Inheritance diagram of tenpy.algorithms.disentangler.RenyiDisentangler

Methods

RenyiDisentangler.__init__(parent)

RenyiDisentangler.iter(theta, U)

Given theta and U, find another U which reduces the 2nd Renyi entropy.

class tenpy.algorithms.disentangler.RenyiDisentangler(parent)[source]

Bases: Disentangler

Iterative find U which minimized the second Renyi entropy.

See [hauschild2018].

Reads of the following options as break criteria for the iteration:

key

type

description

disent_eps

float

Break, if the change in the Renyi entropy S(n=2) per iteration is smaller than this value.

disent_max_iter

float

Maximum number of iterations to perform.

Arguments and return values are the same as for disentangle().

iter(theta, U)[source]

Given theta and U, find another U which reduces the 2nd Renyi entropy.

Temporarily view the different U as independent and minimized one of them - this corresponds to a linearization of the cost function.

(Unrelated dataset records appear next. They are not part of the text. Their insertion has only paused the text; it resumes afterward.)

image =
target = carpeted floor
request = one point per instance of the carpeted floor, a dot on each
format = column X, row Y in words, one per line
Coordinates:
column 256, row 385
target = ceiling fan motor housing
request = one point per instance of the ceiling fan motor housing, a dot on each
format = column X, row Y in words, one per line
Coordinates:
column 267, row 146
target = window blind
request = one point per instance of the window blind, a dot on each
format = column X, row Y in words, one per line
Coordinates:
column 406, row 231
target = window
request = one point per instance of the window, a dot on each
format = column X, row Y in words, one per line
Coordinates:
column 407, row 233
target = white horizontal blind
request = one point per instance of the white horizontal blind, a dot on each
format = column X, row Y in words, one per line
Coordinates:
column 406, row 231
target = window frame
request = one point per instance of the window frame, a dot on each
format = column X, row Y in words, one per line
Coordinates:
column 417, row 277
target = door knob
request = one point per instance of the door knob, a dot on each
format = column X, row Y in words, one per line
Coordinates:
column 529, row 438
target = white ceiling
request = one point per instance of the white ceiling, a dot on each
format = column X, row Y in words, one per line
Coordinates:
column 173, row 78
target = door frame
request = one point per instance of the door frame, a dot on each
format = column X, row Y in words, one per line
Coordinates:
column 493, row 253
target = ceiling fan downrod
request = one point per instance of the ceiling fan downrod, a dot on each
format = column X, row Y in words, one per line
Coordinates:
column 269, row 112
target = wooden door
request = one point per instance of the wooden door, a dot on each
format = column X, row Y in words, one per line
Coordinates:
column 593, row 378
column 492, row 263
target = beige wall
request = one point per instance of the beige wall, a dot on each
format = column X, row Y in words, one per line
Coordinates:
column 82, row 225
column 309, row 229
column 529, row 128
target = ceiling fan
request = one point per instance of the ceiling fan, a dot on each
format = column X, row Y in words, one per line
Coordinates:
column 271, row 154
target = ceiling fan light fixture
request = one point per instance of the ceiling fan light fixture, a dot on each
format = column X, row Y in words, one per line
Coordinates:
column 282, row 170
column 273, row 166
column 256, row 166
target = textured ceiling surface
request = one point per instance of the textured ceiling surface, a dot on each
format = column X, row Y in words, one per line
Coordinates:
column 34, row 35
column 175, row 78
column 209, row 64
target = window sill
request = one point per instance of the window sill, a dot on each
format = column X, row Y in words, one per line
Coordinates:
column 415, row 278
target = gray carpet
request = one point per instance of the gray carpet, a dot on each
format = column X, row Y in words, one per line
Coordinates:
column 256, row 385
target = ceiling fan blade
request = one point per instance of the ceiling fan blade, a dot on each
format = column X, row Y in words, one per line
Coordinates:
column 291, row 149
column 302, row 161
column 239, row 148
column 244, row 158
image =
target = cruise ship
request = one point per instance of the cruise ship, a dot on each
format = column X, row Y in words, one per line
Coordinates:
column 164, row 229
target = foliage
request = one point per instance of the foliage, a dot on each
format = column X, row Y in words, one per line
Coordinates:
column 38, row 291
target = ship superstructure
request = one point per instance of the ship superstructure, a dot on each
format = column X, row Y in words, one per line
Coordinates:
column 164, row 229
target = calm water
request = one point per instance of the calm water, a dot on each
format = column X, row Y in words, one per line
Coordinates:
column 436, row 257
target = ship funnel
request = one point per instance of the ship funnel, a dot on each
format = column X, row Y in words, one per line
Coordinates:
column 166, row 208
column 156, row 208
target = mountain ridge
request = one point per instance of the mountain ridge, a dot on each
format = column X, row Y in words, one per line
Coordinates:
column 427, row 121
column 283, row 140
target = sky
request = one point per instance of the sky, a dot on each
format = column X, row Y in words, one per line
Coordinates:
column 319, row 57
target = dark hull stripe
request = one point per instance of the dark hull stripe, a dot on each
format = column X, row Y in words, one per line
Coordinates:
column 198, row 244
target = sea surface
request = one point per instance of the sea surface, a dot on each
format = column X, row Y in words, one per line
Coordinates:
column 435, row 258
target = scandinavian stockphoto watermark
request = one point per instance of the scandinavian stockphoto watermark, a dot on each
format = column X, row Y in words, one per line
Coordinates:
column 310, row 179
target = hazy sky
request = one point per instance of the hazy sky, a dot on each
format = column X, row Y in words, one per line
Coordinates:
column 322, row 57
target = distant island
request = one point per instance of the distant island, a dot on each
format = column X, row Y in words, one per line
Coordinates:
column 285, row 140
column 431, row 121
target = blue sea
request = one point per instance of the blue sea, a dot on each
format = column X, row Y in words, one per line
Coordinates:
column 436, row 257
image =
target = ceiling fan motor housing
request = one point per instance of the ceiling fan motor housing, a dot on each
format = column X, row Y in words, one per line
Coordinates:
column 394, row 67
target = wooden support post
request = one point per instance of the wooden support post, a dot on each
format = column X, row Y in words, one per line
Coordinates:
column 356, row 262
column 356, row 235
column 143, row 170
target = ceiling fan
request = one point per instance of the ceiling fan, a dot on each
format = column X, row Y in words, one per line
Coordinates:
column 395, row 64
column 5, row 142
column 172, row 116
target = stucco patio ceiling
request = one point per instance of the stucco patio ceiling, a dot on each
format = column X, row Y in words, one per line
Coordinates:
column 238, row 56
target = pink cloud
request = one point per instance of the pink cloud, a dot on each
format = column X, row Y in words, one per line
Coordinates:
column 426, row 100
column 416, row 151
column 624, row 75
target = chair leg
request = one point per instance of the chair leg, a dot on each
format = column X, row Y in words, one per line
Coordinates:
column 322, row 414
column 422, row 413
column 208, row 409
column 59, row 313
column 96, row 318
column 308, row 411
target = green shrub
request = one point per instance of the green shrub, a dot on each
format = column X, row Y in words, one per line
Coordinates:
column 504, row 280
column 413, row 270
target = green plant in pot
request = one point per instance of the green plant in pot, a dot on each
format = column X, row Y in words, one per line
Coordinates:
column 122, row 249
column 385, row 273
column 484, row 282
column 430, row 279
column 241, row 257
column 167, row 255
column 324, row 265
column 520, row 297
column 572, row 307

Defining Utheta as the application of U to theta, and combining the p legs of theta with 'vL', 'vR', this function contracts:

|     .----theta----.
|     |    |   |    |
|     |    q0  q1   |
|     |             |
|     |        q1*  |
|     |        |    |
|     |  .-Utheta*-.
|     |  | |
|     |  .-Utheta--.
|     |        |    |
|     |    q0* |    |
|     |    |   |    |
|     .----Utheta*-.

The trace yields the second Renyi entropy S2. Further, we calculate the unitary U with maximum overlap with this network.

Parameters:
  • theta (Array) – Two-site wave function to be disentangled.

  • U (Array) – The previous guess for U; with legs 'q0', 'q1', 'q0*', 'q1*'.

Returns:

  • S2 (float) – Renyi entropy (n=2), \(S2 = \frac{1}{1-2} \log tr(\rho_L^2)\) of U theta.

  • new_U (Array) – Unitary with legs 'q0', 'q1', 'q0*', 'q1*', which should disentangle theta.